After several years of successful operation in Hawaiʻi, IfA competed for additional NASA funds to build two more telescopes in the southern hemisphere. IfA sought partners to host these telescopes, and selected the South African Astronomical Observatory (SAAO) in South Africa (pictured during construction) and a multi-institutional collaboration in Chile. The ATLAS presence augments already substantial astronomical capability in both countries.

Each of the four ATLAS telescopes can image a swath of sky 100 times larger than the full Moon in a single exposure. The completion of the two final telescopes, which are located at Sutherland Observing Station in South Africa and El Sauce Observatory in Chile, enable ATLAS to observe the night sky when it is daytime in Hawai‘i.

To date, the ATLAS system has discovered more than 700 near-Earth asteroids and 66 comets, along with detection of 2019 MO and 2018 LA, two very small asteroids that actually impacted Earth.

The system is specially designed to detect objects that approach very close to Earth - closer than the distance to the Moon, about 240,000 miles away. On 22 January, ATLAS-Sutherland in South Africa discovered its first NEO, 2022 BK, a 100 m asteroid that poses no threat to Earth.

The addition of the new observatories to the ATLAS system comes at a time when the agency’s Planetary Defense efforts are on the rise.
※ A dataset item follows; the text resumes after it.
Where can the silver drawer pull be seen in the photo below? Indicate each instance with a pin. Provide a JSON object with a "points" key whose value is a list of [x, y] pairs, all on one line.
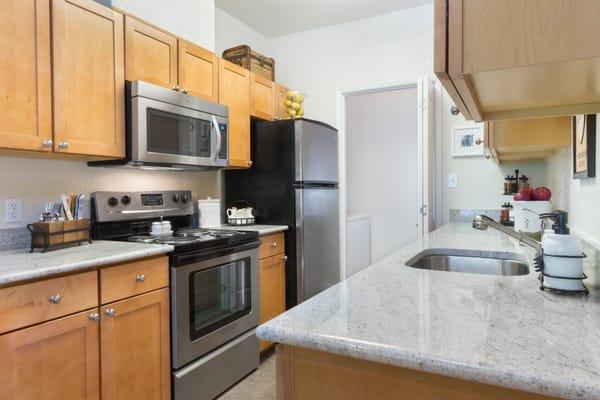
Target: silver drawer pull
{"points": [[54, 299]]}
NASA’s Double Asteroid Redirection Test (DART) - the world’s first full-scale mission to test a technology for defending Earth against potential asteroid impacts - launched last November will deflect a known asteroid, which is not a threat to Earth, to slightly change the asteroid’s motion in a way that can be accurately measured using ground-based telescopes.

Additionally, work on the agency’s Near-Earth Object Surveyor space telescope (NEO Surveyor) is underway after receiving authorization to move forward into Preliminary Design, known as Key Decision Point- B. Once complete, the infrared space telescope will expedite the agency’s ability to discover and characterise most of the potentially hazardous NEOs, including those that may approach Earth from the daytime sky.